By Kate Delaney, Staff Writer
Dr. Derrick K. Gondwe was born in Enukweni, Malawi in 1942. He graduated from Lake Forest College before receiving his Masters Degree from the University of Wisconsin, and his Ph. D from the University of Manitoba. At Gettysburg College, he served on the faculty of the economics department for 27 years, founded the African American Studies Program, and became the first black person to receive tenure and to become a full professor at Gettysburg. After his death in 2004, a grant from his first host family in the United States, William and Gayle Keefer, allowed for the Derrick K. Gondwe Memorial Lecture on Social and Economic Justice to become an annual event beginning in 2006. The 12th annual Gondwe Lecture was held Thursday evening.
Dr. Eileen Stillwaggon, a former colleague of Gondwe’s in the Economics Department, shared her memories Gondwe prior to the lecture, noting that she traveled to Malawi in 2007 and met one of Gondwe’s brothers, Goodall Gondwe, who works as the country’s Minister of Finance.
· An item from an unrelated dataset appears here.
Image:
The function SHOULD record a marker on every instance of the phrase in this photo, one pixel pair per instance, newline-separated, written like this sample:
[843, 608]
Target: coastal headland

Goodall told Stillwaggon that his brother Derrick had influenced many of his actions, actions that contributed to significant growth of Malawi’s economy.
Dr. Scott Hancock, Associate Professor of History & Africana Studies, described Gondwe’s influence on him early in his career as a person of color on the college faculty, and then he introduced this year’s Gondwe lecturer: Dr. Edward Baptist, Professor of History at Cornell University and winner of the 2015 Hillman Prize for Book Journalism for his work The Half Has Never Been Told: Slavery and the Making of American Capitalism.
“[Baptist’s] work has had a significant impact that has extended beyond academia,” Hancock said.
Baptist opened his lecture by noting he had started writing the address on Feb. 5, 2018, the day that would have been Trayvon Martin’s 23rd birthday; Martin was killed in 2012 by George Zimmerman, who was subsequently found not guilty of murder in 2013.
Baptist argued that 2013 marked more than 300 years of “George Zimmermans [being] set free” to commit legal murder in America.
Baptist believes that the laws and media of the United States have led to the “perpetual policing of black people,” as media advertisements “sensationalize stories of black crime,” and even gradual emancipation plans implemented as solutions to slavery in northern states were simply “imposing the idea of criminality on the image of African Americans.”
Baptist noted that, in Pennsylvania, freed black slaves were seized and taken back to slavery in Southern states. He traced the history of several laws and practice in Pennsylvania that institutionalized racial oppression and discussed advertisements that appeared in Pennsylvania newspapers encouraging the capture of anyone who resembles wanted runaway slaves.
Baptist believes that African Americans have been continually portrayed in the form of three threats: “danger, dependence, and domination of politics.”
For years, Baptist noted, African Americans were kept out of politics for fear they would dominate it, but the “white police instinct” is about mobilizing and uniting the white population by repressing and lowering the status of African Americans.
Today, the policing of African Americans is still seen in “formal and informal policing traditions.”
“History does not repeat itself,” Baptist said. “It is constantly accumulating new causes.”
Between 2040 and 2050, the United States is projected to become a majority non-white nation, and with this new change comes new causes, but Baptist said the future can be different.
“When you pull up the new cause,” he said, “maybe, just maybe, you can pull up the root.”